Polisiye dizi ve filmlerinde işlenen gerilim dolu hikayelerde, cinayet silahları vazgeçilmez bir unsurdur. Katilin elindeki keskin bir bıçak veya bir tabanca, kurbanın hayatına son veren cinayet aletlerden biri olabilir. Peki, gerçek hayatta bazı cinayet vakalarındaki silahların ne bıçak ne de tüfek olduğunu söylesem? Bu yazı, John Emsley’in "Cinayet Molekülleri" (Molecules of Murder) adlı kitabında yaşandığı döneme damga vuran olaylara, kurbanların doğal moleküller kullanılarak ölüme gidiş trajedilerine yer verilecektir.
7 Eylül 1978'de, BBC World servisinde çalışan Markov, iş yerine gitmek üzere aracını park etmişti.
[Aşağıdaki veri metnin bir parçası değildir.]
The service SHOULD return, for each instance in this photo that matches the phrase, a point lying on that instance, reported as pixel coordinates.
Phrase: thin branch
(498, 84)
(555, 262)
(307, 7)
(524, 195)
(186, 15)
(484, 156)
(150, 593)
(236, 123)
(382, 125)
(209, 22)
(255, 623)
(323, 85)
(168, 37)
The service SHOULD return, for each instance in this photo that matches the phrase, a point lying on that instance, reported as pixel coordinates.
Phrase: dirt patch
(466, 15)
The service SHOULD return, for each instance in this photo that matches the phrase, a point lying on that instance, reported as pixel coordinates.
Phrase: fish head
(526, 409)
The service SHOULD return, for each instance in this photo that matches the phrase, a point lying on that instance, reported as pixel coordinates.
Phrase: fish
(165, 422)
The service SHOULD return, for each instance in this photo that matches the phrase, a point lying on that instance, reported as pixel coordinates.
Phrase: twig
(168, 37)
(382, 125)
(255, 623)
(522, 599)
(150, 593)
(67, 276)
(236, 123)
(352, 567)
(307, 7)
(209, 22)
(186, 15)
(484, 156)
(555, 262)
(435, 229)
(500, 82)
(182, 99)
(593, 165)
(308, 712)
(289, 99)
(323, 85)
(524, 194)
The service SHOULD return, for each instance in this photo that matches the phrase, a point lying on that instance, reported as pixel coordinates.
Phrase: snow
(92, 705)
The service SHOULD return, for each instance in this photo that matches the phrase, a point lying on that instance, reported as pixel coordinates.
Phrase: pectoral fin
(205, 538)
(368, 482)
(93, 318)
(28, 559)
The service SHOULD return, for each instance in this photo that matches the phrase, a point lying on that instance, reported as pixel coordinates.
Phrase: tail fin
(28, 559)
Otobüsünü beklerken aniden ayağında keskin bir acı hissetti. Arkasını döndüğünde şemsiyesini kaldırıma bırakıp kaçan bir adam gördü. Bu adam şemsiyeye gizlenmiş ve iğne ucu büyüklüğündeki metal bir bilye ile Markov'u hedef almıştı. Markov, eve döndüğünde kendisini kötü hissetmeye başladı. Bileğine isabet eden bilyenin etkileri çoktan ortaya çıkmaya başlamıştı.
Georgia Markov, Londra'da yaşayan biri olarak Bulgar gizli servisinin suikast girişimine maruz kalmıştır. Suikast, bir şemsiye içinde gizlenmiş bir tür tüfek ile gerçekleştirilmiştir. Georgia Markov, bu suikast girişimi sonucunda hayatını kaybetmiştir. Yapılan araştırmalarda, Markov’un vücudundaki ölümcül bilyenin çapından, gerekli ölümcül doz miktarına kadar birçok detay tespit edilmiştir. Bu araştırmalar sonucunda, ölümcül zehrin risin olduğu saptanmıştır.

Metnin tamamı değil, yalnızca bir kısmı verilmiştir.